The current reality of the South African STEM education landscape is rather bleak. As in many other democratizing countries, there has been a huge drive to get all children into school, but the education system simply did not have the capacity to produce good results in the face of massification. South Africa performs poorly on almost all international education benchmarks, and there is a general despondency that the education system is not delivering on expectations. Moreover, despite significant public and private spending, the picture has not really changed for decades. So our team decided to not throw good money after bad by giving more grants, but rather to position the Foundation as a pioneer and leader in Maths and Science education systems reform, collaborating (as an operating Foundation) with others who share our vision and engaging with influencers and decision makers, in order to have a meaningful impact on the system.
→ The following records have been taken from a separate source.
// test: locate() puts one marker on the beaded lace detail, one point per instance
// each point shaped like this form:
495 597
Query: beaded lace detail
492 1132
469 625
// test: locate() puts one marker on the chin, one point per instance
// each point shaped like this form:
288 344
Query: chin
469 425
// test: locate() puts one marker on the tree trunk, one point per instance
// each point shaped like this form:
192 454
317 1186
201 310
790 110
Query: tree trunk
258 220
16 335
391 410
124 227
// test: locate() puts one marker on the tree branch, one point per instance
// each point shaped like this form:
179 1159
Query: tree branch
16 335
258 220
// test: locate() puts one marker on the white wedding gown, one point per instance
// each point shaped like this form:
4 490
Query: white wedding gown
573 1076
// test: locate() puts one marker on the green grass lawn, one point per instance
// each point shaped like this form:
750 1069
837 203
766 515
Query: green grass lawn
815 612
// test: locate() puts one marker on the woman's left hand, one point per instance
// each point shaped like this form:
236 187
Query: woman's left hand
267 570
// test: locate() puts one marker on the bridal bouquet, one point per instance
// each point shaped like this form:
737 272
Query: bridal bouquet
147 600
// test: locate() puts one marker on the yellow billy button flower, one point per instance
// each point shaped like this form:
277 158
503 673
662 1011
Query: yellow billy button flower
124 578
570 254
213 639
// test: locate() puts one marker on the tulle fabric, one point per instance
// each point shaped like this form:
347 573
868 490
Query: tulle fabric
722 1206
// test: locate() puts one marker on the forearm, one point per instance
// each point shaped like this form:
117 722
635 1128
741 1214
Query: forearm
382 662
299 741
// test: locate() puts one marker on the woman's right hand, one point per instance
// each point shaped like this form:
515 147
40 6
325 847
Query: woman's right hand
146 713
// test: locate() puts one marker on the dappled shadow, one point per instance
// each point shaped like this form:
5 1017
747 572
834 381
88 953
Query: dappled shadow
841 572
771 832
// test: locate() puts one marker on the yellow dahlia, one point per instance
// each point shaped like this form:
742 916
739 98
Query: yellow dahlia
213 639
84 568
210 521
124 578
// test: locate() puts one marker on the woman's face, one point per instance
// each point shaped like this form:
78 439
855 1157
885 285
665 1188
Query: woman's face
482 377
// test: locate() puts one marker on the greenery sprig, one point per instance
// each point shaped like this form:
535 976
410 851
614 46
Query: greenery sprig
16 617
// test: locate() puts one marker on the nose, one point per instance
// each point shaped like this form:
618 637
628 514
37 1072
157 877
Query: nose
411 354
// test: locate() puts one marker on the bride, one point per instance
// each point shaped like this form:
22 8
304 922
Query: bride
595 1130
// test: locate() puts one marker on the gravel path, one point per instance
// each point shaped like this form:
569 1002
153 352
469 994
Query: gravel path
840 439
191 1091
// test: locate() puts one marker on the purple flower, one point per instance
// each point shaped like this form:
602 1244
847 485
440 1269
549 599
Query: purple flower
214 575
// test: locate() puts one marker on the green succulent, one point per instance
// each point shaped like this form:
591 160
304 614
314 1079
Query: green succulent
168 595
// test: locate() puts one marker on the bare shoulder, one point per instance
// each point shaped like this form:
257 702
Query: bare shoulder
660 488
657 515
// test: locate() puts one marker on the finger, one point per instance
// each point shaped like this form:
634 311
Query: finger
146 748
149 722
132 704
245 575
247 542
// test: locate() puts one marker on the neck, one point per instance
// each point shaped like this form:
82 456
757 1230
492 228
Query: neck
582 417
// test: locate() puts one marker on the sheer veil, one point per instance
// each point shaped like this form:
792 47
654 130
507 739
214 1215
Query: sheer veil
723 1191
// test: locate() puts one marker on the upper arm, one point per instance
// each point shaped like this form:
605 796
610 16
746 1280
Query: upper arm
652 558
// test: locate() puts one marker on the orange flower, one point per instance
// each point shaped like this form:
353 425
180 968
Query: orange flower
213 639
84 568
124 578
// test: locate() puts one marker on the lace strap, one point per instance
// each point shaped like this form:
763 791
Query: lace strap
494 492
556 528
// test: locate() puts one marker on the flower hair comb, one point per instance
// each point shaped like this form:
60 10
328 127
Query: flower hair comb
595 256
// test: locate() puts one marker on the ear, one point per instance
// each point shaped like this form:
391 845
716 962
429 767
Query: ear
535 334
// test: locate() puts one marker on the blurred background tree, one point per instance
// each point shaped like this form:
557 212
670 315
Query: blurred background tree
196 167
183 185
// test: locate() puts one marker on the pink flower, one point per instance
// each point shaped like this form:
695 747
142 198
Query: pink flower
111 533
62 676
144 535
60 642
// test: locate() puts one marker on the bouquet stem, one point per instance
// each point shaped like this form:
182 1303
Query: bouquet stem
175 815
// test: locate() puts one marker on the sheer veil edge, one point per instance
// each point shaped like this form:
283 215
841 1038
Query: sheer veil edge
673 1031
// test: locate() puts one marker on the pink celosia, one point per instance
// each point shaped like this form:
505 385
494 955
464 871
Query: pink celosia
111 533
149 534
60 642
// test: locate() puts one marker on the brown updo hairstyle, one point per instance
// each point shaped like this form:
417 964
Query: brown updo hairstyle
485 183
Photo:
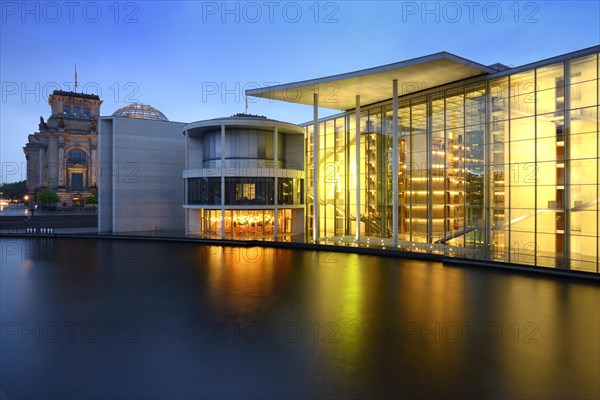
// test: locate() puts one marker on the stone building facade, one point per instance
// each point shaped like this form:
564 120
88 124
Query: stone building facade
62 154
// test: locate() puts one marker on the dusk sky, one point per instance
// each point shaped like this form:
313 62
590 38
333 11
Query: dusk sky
194 60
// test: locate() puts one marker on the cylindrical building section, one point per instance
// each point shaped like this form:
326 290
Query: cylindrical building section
244 178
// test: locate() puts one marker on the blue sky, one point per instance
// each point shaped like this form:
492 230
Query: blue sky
193 60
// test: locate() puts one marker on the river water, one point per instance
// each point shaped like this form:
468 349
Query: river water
134 319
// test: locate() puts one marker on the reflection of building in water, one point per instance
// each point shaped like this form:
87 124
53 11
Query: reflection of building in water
244 177
62 155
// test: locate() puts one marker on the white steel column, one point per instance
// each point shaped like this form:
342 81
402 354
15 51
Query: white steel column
222 181
275 194
357 128
316 168
395 161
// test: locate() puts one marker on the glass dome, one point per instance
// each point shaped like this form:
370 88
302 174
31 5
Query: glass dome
139 110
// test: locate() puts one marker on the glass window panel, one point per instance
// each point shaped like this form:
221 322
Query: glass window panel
583 171
522 105
550 77
584 69
583 94
522 83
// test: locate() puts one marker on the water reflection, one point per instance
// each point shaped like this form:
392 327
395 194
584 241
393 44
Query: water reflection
189 321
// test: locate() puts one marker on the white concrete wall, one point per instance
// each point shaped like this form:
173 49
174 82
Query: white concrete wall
147 187
105 187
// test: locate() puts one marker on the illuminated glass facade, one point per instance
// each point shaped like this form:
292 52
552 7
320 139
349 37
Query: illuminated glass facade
500 167
244 179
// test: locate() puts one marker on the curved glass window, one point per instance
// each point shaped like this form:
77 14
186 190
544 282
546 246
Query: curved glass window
245 191
76 156
242 144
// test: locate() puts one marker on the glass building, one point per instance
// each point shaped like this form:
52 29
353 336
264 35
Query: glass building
244 178
443 155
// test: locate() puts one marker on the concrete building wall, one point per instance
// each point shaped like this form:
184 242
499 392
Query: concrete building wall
146 187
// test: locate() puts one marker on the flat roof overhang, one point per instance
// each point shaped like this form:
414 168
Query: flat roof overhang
375 84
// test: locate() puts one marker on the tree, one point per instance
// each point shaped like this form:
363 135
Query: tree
47 197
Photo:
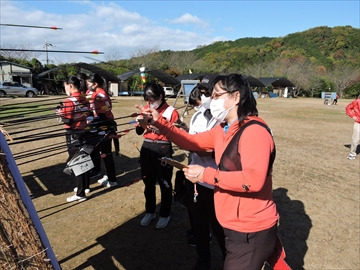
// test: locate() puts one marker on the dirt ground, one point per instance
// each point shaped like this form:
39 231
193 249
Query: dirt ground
316 190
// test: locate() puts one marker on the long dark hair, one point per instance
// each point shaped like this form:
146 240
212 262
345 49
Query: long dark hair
96 78
237 83
195 96
82 77
154 90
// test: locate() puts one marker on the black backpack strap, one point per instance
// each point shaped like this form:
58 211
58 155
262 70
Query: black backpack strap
231 159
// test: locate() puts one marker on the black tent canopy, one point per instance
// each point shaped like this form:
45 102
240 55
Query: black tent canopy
161 75
276 82
103 73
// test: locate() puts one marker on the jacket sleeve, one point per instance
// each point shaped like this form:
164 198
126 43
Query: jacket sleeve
192 142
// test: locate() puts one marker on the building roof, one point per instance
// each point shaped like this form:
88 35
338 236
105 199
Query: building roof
276 82
254 82
14 64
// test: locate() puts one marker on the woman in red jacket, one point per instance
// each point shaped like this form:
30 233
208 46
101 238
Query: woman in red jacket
73 113
100 106
245 150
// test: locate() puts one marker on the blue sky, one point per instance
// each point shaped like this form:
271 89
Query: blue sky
122 28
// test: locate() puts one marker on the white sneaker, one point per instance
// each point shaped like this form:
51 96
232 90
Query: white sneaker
162 222
108 183
87 190
76 198
147 219
105 178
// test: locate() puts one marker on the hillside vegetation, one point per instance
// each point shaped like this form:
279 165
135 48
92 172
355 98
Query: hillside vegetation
318 59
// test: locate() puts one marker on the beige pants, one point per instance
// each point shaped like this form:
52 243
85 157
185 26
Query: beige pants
355 139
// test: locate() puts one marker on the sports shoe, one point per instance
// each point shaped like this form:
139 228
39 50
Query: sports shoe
94 174
162 222
76 198
189 233
105 178
87 190
147 219
108 183
191 241
67 171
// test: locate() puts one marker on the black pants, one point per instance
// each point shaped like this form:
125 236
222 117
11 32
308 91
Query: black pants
104 149
152 171
249 250
74 143
203 216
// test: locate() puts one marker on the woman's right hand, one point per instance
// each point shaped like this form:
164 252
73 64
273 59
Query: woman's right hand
152 114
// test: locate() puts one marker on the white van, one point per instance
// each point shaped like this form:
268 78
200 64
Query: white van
169 91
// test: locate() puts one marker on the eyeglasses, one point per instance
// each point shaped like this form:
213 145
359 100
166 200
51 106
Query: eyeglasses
216 96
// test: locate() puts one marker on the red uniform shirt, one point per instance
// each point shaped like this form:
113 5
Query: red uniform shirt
75 109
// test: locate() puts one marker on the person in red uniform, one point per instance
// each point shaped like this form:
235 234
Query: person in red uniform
156 146
243 183
73 113
353 111
100 106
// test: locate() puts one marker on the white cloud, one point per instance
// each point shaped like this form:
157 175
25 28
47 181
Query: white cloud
98 27
188 19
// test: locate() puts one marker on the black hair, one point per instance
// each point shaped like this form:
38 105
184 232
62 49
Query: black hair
195 96
73 80
96 78
82 77
237 83
153 91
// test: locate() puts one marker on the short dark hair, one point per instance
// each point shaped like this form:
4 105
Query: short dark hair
195 96
237 83
153 90
96 78
73 80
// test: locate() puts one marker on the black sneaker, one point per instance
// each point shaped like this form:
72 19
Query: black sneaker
191 241
189 233
94 174
202 265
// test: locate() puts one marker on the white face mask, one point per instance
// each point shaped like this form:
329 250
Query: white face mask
200 108
154 105
67 90
217 109
205 101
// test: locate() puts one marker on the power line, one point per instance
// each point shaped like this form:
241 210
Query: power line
32 26
25 50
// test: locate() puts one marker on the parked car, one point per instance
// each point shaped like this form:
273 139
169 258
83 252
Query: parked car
169 91
16 89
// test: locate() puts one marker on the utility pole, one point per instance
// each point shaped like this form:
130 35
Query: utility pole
46 45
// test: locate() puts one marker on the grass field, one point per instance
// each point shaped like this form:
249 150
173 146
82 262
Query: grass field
315 187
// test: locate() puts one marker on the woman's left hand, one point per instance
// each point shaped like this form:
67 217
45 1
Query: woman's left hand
194 173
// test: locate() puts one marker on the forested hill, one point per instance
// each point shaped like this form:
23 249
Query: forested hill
322 45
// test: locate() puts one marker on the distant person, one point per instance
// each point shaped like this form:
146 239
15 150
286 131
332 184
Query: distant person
245 152
353 110
73 113
335 100
155 147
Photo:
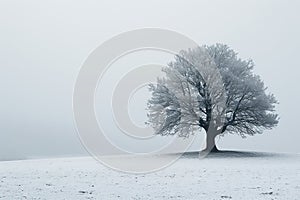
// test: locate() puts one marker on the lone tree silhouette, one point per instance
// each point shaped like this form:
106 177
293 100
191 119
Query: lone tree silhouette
210 88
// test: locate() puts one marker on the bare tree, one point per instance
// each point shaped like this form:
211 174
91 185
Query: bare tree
210 88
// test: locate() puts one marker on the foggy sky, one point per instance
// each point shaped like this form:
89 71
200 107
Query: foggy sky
44 43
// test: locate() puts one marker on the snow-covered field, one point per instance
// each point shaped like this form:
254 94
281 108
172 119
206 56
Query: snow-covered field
226 176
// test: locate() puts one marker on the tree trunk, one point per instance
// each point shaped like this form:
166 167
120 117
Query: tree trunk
210 142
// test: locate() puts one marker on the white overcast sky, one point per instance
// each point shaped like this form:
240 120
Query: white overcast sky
44 43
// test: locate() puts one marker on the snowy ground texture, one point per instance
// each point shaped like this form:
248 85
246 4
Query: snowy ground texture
224 176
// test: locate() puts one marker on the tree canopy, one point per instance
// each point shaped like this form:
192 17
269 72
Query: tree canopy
210 87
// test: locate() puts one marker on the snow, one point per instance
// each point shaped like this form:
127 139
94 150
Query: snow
223 176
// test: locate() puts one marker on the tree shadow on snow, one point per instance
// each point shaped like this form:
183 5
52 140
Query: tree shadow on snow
231 154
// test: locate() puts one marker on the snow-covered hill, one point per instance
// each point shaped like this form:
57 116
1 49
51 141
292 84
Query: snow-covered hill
224 176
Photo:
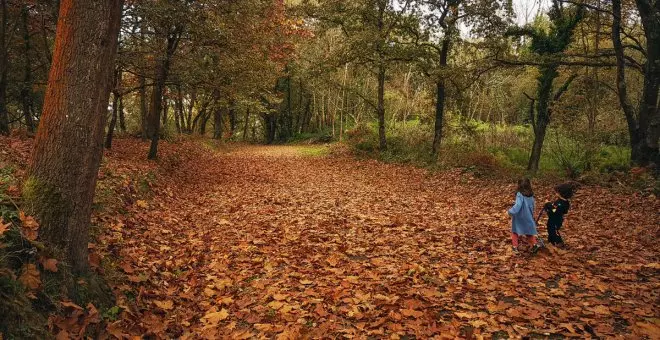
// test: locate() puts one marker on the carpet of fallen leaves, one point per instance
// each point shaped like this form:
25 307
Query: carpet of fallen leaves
263 242
274 242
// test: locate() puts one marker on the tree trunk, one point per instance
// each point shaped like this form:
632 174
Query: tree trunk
622 89
217 123
113 120
143 108
649 113
247 121
232 119
26 89
122 118
166 109
69 142
4 115
178 110
440 95
540 124
162 69
204 121
380 110
270 124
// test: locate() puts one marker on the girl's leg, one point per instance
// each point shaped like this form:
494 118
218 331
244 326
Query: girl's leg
514 239
532 239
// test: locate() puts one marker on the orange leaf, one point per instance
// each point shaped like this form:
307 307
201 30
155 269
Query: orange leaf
50 265
215 317
29 227
4 228
411 312
166 305
30 276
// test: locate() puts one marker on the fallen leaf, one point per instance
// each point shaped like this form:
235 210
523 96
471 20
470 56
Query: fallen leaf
166 305
29 227
50 265
4 228
215 317
30 276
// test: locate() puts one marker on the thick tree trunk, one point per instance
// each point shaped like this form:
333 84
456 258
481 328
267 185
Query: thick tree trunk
232 120
544 98
439 115
217 123
537 147
178 110
246 122
69 142
622 90
270 127
26 89
380 109
143 108
162 70
4 115
122 118
113 121
649 113
440 96
116 97
166 108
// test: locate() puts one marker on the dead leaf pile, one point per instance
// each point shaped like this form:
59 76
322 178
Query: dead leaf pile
264 242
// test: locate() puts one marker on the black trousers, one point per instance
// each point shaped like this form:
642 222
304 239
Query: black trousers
554 236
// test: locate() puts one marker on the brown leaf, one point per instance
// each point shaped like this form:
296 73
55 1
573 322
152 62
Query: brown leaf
50 265
30 276
29 227
411 313
166 305
214 318
4 228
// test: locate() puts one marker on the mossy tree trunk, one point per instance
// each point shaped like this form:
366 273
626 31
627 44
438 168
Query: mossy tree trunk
69 141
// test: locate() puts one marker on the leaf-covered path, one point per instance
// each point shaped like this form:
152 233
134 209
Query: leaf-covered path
265 242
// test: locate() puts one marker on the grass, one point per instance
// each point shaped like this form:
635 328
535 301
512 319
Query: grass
485 148
314 150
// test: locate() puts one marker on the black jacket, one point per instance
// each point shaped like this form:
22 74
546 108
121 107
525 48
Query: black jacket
556 211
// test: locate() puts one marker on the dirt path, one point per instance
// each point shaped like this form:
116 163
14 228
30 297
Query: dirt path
277 241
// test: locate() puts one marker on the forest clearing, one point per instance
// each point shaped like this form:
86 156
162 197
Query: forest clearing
288 241
287 169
But we needed a fresh approach – the traditional ones did not seem to work and many change agents were getting exhausted. We also wanted to put gathering evidence and impact assessment at the core of what we do, as many existing interventions were based on what could at best be called anecdotal evidence. When I met Sonja and Aiden from the Narrative Lab and Mpho Letlape, the Foundation’s MD, realized she knew Dave from IBM, things just fell into place. We purchased a SenseMaker site license, and plan to use it to underpin all our work. Wherever we share our plans, people get excited – our different approach has provided an injection of energy for many.
One of our first projects is a bursary scheme for engineering and science undergraduate students, with the aim of understanding how to make a diverse range of students successful (throughput is a major issue in South Africa). We are currently putting the final touches to the signifier design to track the affective aspects of the students’ experiences with SenseMaker – more about this in future blogs.